Nuclear Translocation of fibroblast growth factor (FGF) receptors in response to FGF-2.

P A Maher

doi:10.1083/jcb.134.2.529

Nuclear Translocation of fibroblast growth factor (FGF) receptors in response to FGF-2.

The Journal of Cell Biology ◽

10.1083/jcb.134.2.529 ◽

1996 ◽

Vol 134 (2) ◽

pp. 529-536 ◽

Cited By ~ 164

Author(s):

P A Maher

Keyword(s):

Cell Surface ◽

Nuclear Translocation ◽

Cell Types ◽

Surface Proteins ◽

Nuclear Fraction ◽

Fgf Receptor ◽

Quiescent Cells ◽

3T3 Fibroblasts ◽

Different Cell Types ◽

Dose Dependent Increase

Members of the FGF family of growth factors localize to the nuclei in a variety of different cell types.

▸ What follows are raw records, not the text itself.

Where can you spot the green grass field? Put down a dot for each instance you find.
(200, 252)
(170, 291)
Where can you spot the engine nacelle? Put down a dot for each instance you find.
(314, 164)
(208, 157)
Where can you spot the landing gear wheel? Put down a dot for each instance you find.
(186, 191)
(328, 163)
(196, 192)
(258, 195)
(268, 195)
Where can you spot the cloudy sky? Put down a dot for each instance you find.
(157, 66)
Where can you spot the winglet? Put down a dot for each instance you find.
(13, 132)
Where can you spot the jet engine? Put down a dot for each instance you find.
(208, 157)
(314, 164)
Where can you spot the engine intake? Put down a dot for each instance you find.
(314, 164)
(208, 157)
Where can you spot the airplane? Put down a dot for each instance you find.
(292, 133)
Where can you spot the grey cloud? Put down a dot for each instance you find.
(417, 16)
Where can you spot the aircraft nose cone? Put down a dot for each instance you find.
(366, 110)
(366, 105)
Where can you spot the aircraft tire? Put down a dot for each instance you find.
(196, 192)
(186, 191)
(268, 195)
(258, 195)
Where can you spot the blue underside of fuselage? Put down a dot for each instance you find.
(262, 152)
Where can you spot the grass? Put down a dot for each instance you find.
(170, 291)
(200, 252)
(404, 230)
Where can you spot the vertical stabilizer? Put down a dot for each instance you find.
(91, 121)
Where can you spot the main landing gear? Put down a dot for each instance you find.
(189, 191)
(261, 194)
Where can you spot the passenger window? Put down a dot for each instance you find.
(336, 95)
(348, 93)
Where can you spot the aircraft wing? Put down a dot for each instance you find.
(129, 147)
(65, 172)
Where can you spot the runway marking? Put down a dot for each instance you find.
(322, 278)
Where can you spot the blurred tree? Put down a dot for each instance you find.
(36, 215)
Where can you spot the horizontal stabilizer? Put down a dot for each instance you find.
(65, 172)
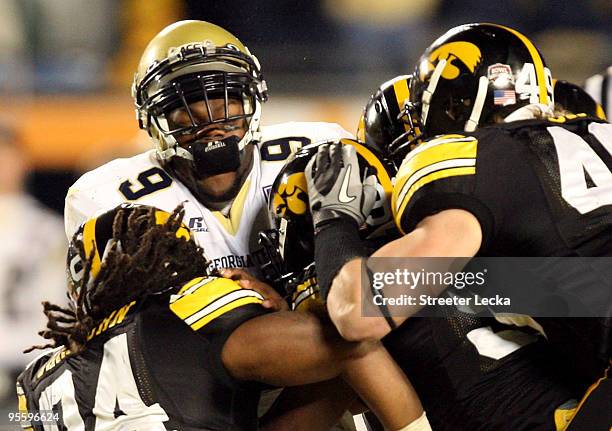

To determine whether FGF receptors are also present within nuclei and if this localization is regulated by FGFs, nuclei were prepared from quiescent and FGF-2-treated Swiss 3T3 fibroblasts and examined for the presence of FGF receptors by immunoblotting with an antibody produced against the extracellular domain of FGF receptor-1 (FGFR-1). Little or no FGFR-1 is detected in nuclei prepared from quiescent cells. When cells are treated with FGF-2, however, there is a time- and dose-dependent increase in the association of FGFR-1 immunoreactivity with the nucleus. In contrast, treatment with either EGF or 10% serum does not increase the association of FGFR-1 with the nucleus. When cell surface proteins are labeled with biotin, a biotinylated FGFR-1 is detected in the nuclear fraction prepared from FGF-2-treated, but not untreated, cells indicating that the nuclear-associated FGFR-1 immunoreactivity derives from the cell surface. The presence of FGFR-1 in the nuclei of FGF-2-treated cells was confirmed by immunostaining with a panel of different FGFR-1 antibodies, including one directed against the COOH-terminal domain of the protein. Fractionation of nuclei from FGF-2-treated cells indicates that nuclear FGFR-1 is localized to the nuclear matrix, suggesting that the receptor may play a role in regulating gene activity.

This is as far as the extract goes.